Много позднее в нашей коммунальной квартире соседки напоминали маме: надо бы бабушке отдельно постного приготовить — великий пост на дворе. Такая у Анны Григорьевны была чисто русская внешность.
Не по той же ли причине и дедушка Александр Евсеевич, который, разумеется, городовых не боялся, на старости лет стал председателем Челябинского отделения Общества землеустройства евреев-трудящихся — ОЗЕТ?[9] Может быть, ему особенно горько было вспоминать о прошлом бесправии?
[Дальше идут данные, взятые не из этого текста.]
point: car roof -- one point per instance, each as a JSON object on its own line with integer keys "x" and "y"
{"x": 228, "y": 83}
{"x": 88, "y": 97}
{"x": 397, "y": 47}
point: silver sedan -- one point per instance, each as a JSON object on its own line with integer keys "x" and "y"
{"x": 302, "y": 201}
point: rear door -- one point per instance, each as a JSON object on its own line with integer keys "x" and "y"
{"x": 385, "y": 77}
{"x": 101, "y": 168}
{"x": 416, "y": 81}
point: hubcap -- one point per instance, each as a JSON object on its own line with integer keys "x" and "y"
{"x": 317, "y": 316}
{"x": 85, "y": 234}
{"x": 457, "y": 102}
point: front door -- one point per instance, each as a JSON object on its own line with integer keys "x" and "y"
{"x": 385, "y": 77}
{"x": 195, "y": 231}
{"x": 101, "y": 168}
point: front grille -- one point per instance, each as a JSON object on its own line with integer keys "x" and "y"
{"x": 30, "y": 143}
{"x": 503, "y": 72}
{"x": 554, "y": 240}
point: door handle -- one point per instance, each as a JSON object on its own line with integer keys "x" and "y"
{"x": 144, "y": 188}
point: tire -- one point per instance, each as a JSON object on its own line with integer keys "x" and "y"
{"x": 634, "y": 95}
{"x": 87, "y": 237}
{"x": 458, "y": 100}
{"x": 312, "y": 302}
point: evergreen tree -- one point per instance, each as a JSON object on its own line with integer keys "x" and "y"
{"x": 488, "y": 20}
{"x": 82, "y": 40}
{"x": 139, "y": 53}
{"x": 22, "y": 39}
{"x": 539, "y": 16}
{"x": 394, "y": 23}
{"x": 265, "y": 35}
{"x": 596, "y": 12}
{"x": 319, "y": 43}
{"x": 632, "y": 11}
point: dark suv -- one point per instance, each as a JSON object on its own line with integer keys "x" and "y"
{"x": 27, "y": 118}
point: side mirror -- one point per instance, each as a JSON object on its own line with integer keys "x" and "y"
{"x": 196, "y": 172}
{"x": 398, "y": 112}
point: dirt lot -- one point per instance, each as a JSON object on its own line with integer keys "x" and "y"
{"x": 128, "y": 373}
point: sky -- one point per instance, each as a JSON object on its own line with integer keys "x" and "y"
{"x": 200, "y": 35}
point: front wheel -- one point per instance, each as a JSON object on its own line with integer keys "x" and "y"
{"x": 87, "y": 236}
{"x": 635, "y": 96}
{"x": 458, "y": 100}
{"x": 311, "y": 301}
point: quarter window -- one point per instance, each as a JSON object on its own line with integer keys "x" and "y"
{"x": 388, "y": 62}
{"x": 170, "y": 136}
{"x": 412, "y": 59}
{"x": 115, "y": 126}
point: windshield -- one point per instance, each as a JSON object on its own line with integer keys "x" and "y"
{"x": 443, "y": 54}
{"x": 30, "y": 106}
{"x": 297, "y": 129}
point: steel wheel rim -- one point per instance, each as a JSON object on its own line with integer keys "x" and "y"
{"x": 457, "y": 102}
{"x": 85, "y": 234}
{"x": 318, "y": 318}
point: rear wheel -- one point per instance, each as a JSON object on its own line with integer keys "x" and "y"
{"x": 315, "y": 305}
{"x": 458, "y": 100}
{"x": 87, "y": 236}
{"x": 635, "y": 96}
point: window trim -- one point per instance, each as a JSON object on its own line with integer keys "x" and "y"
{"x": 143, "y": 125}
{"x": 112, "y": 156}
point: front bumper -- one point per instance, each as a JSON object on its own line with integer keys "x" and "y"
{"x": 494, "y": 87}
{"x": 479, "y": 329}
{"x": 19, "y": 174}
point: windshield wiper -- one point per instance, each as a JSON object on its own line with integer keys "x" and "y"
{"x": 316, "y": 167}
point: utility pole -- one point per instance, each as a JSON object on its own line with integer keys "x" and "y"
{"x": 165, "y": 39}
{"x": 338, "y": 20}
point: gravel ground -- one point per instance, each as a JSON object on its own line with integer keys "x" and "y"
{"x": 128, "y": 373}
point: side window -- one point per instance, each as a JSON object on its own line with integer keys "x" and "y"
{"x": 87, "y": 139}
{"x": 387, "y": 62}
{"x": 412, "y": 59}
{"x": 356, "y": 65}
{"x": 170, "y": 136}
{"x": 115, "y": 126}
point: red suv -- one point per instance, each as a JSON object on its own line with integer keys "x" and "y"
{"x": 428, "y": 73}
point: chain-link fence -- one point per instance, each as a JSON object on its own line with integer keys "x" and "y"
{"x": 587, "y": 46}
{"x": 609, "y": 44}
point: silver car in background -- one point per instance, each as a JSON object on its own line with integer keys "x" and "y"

И вот, последние свои дни бабушка провела снова в смертельном страхе. Я, кажется, уже говорил, что она интересовалась политикой и всегда слушала радио. Можно понять, что во время войны она наслушалась о зверствах фашистов, об их издевательствах над евреями. Война кончалась, когда бабушке было уже девяносто. И вскоре после Нюрнбергского процесса у нее начались галлюцинации. То ей слышалось, что маленький правнук Гриша сказал ей: «Жидовка». Они уже научили его этому! То, что по радио сообщили о выселении всех евреев из Москвы. То казалось, что на улице бушуют разнузданные черносотенцы.
— Что-то Надя долго не возвращается, — тревожилась бабушка. — Уж не убили ли они ее на улице?
Или мы заставали бабушку за спешной укладкой самых необходимых вещей.
— Как же. Ведь нас всех выселяют!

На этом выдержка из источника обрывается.